Sunday, September 30, 2018

Generally Disappointed in "The Lies That Bind"

I finished reading Kwame Anthony Appiah's The Lies That Bind and was totally underwhelmed; the book feels like a missed opportunity. He spends 6 chapters demonstrating, quiet eloquently in places, that Sturgeon was right, only to finish up with the world's most milquetoast coda.

If it turns out, as Appiah has so ably demonstrated, that our conceptions of religion ("creed") or race ("color") are badly mistaken, then surely that has some implications for current discourse? I mean, he writes "The modes of identity we'e considered can all become for of confinement, conceptual mistakes underwriting moral ones." (p. 218), which would be a great segue to the second half of the book where he talks about common moral mistakes in the present. And yet the book ends at p. 219 with a bland call for us to recognize our shared humanity.

What gives? I mean, its a glaring and obvious omission which cries out for explanation.

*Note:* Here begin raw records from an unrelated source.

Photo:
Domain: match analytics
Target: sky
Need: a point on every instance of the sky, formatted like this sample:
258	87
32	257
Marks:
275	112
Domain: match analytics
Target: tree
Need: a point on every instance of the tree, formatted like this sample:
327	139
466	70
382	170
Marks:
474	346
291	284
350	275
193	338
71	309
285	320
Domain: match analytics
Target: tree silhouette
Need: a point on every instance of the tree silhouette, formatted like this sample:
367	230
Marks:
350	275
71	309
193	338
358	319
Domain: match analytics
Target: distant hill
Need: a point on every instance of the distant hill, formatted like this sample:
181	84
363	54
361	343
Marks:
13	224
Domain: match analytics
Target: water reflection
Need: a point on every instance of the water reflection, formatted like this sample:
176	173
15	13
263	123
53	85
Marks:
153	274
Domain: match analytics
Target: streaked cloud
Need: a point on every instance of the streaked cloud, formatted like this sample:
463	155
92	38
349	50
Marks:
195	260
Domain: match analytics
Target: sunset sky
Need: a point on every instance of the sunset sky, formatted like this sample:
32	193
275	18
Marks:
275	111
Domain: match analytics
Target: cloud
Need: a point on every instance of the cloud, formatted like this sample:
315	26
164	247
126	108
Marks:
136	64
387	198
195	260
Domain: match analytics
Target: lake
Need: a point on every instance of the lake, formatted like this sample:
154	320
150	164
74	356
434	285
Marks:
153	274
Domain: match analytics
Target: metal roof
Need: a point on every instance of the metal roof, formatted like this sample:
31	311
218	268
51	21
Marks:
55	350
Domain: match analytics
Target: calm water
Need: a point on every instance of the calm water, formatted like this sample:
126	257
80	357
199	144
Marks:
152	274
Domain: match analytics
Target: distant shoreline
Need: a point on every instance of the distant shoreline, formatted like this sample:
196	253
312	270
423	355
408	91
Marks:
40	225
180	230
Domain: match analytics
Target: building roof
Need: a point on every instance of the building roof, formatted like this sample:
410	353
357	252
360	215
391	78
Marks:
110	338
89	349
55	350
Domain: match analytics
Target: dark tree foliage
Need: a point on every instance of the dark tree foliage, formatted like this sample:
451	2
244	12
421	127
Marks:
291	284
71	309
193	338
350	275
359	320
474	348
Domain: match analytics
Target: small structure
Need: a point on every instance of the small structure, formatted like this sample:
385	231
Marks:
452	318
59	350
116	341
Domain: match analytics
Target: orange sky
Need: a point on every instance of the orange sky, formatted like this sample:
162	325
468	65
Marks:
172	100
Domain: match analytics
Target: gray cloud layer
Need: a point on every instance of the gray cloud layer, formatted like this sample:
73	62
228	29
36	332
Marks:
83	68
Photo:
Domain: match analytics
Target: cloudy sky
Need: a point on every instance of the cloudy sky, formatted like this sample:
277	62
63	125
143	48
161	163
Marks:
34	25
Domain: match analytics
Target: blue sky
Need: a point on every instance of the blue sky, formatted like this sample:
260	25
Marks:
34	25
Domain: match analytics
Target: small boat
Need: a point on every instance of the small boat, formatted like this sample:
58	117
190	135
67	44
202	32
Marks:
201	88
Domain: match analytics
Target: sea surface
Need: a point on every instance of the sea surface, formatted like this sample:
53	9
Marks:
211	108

As far as I can tell Appiah has a lot of credibility with the public at large, which puts him in a good position to say something that people will actually listen to. His decision not to venture into an explication of moral mistakes stems from what?

I can't really even hazard a guess... maybe he just didn't want to? In any case, The Lies That Bind ends up feeling like a joke without a punchline.